H. Milton Stewart School of Industrial and Systems Engineering, Georgia Institute of Technology, Atlanta, Georgia.
School of Computing and Augmented Intelligence Arizona State University, Tempe, Arizona.
J Endod. 2024 Oct;50(10):1505-1514.e1. doi: 10.1016/j.joen.2024.07.012. Epub 2024 Aug 2.
Cone-beam computed tomography (CBCT) is widely used to detect jaw lesions, although CBCT interpretation is time-consuming and challenging. Artificial intelligence for CBCT segmentation may improve lesion detection accuracy. However, consistent automated lesion detection remains difficult, especially with limited training data. This study aimed to assess the applicability of pretrained transformer-based architectures for semantic segmentation of CBCT volumes when applied to periapical lesion detection.
CBCT volumes (n = 138) were collected and annotated by expert clinicians using 5 labels - "lesion," "restorative material," "bone," "tooth structure," and "background." U-Net (convolutional neural network-based) and Swin-UNETR (transformer-based) models, pretrained (Swin-UNETR-PRETRAIN), and from scratch (Swin-UNETR-SCRATCH), were trained with subsets of the annotated CBCTs. These models were then evaluated for semantic segmentation performance using the Sørensen-Dice coefficient (DICE), lesion detection performance using sensitivity and specificity, and training sample size requirements by comparing models trained with 20, 40, 60, or 103 samples.
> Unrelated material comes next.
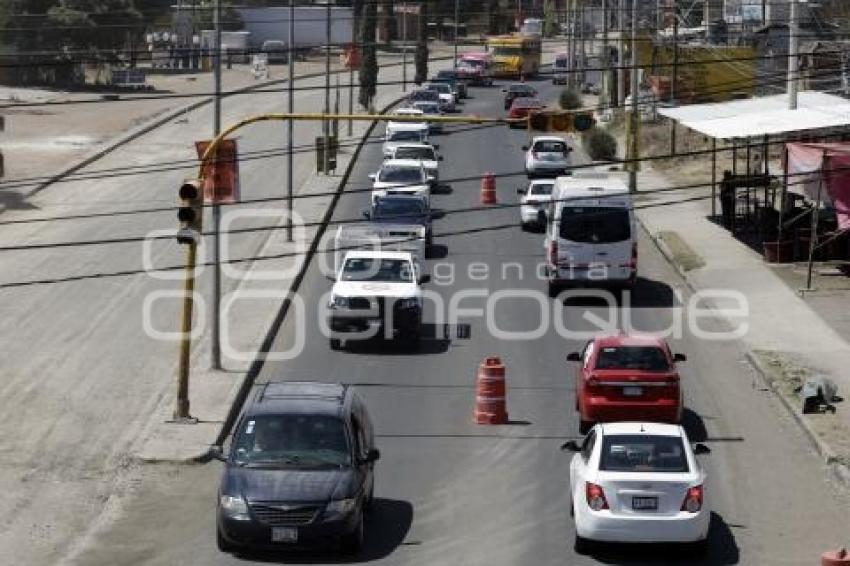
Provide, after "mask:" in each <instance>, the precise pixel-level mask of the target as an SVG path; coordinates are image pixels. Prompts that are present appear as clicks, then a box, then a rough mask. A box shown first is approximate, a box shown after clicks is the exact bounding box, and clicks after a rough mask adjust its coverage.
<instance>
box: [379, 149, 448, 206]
mask: <svg viewBox="0 0 850 566" xmlns="http://www.w3.org/2000/svg"><path fill="white" fill-rule="evenodd" d="M369 178H370V179H371V180H372V202H373V203H374V202H375V201H377V200H378V199H379V198H381V197H385V196H387V195H417V196H421V197H424V198H425V201H426V202H427V203H429V206H430V203H431V184H432V183H433V181H434V180H433V179H432V178H431V176H430V175H428V173H426V172H425V167H423V166H422V162H421V161H419V160H417V159H388V160H387V161H384V162H383V163H382V164H381V168H380V169H379V170H378V172H377V173H371V174H370V175H369Z"/></svg>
Trained with 103 samples, Swin-UNETR-PRETRAIN achieved a DICE of 0.8512 for "lesion," 0.8282 for "restorative materials," 0.9178 for "bone," 0.9029 for "tooth structure," and 0.9901 for "background." "Lesion" DICE was statistically similar between Swin-UNETR-PRETRAIN trained with 103 and 60 images (P > .05), with the latter achieving 1.00 sensitivity and 0.94 specificity in lesion detection. With small training sets, Swin-UNETR-PRETRAIN outperformed Swin-UNETR-SCRATCH in DICE over all labels (P < .001 [n = 20], P < .001 [n = 40]), and U-Net in lesion detection specificity (P = .006 [n = 20], P = .031 [n = 40]).
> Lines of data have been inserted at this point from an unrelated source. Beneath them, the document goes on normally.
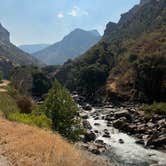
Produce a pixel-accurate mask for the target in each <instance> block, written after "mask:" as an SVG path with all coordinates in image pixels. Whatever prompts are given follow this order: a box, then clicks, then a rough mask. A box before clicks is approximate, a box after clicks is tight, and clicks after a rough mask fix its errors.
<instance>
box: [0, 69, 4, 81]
mask: <svg viewBox="0 0 166 166" xmlns="http://www.w3.org/2000/svg"><path fill="white" fill-rule="evenodd" d="M2 79H3V73H2V71H0V83H1V82H2Z"/></svg>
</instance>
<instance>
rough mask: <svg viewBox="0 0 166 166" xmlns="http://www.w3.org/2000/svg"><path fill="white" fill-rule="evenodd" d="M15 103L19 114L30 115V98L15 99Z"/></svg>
mask: <svg viewBox="0 0 166 166" xmlns="http://www.w3.org/2000/svg"><path fill="white" fill-rule="evenodd" d="M16 103H17V105H18V107H19V109H20V113H25V114H30V113H32V109H33V103H32V99H31V98H30V97H26V96H19V97H17V99H16Z"/></svg>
Transformer-based Swin-UNETR architectures allowed for excellent semantic segmentation and periapical lesion detection. Pretrained, it may provide an alternative with smaller training datasets compared to classic U-Net architectures.
锥形束计算机断层扫描(CBCT)广泛用于检测颌骨病变,尽管 CBCT 解读既耗时又具有挑战性。用于 CBCT 分割的人工智能可能会提高病变检测的准确性。然而,一致的自动病变检测仍然很困难,尤其是在训练数据有限的情况下。本研究旨在评估在应用于根尖病变检测时,用于 CBCT 容积语义分割的预训练基于变压器的体系结构的适用性。
收集 CBCT 容积(n=138),并由专家临床医生使用 5 个标签(“病变”、“修复材料”、“骨”、“牙结构”和“背景”)进行注释。使用标注的 CBCT 的子集对 U-Net(基于卷积神经网络)和 Swin-UNETR(基于变压器)模型(预训练的 Swin-UNETR-PRETRAIN)和从头开始(Swin-UNETR-SCRATCH)进行训练。然后,使用 Sørensen-Dice 系数(DICE)评估这些模型的语义分割性能,使用灵敏度和特异性评估病变检测性能,并通过比较使用 20、40、60 或 103 个样本训练的模型,评估训练样本大小的要求。
使用 103 个样本训练的 Swin-UNETR-PRETRAIN 在“病变”上的 DICE 为 0.8512,在“修复材料”上为 0.8282,在“骨”上为 0.9178,在“牙结构”上为 0.9029,在“背景”上为 0.9901。Swin-UNETR-PRETRAIN 用 103 和 60 张图像训练时,“病变”的 DICE 差异无统计学意义(P>.05),后者在病变检测中具有 1.00 的灵敏度和 0.94 的特异性。在小训练集的情况下,Swin-UNETR-PRETRAIN 在所有标签上的 DICE 均优于 Swin-UNETR-SCRATCH(P<.001[n=20],P<.001[n=40]),并且在病变检测特异性方面优于 U-Net(P=.006[n=20],P=.031[n=40])。
基于变压器的 Swin-UNETR 架构允许进行出色的语义分割和根尖病变检测。与经典的 U-Net 架构相比,使用预训练,它可以在较小的训练数据集上提供替代方案。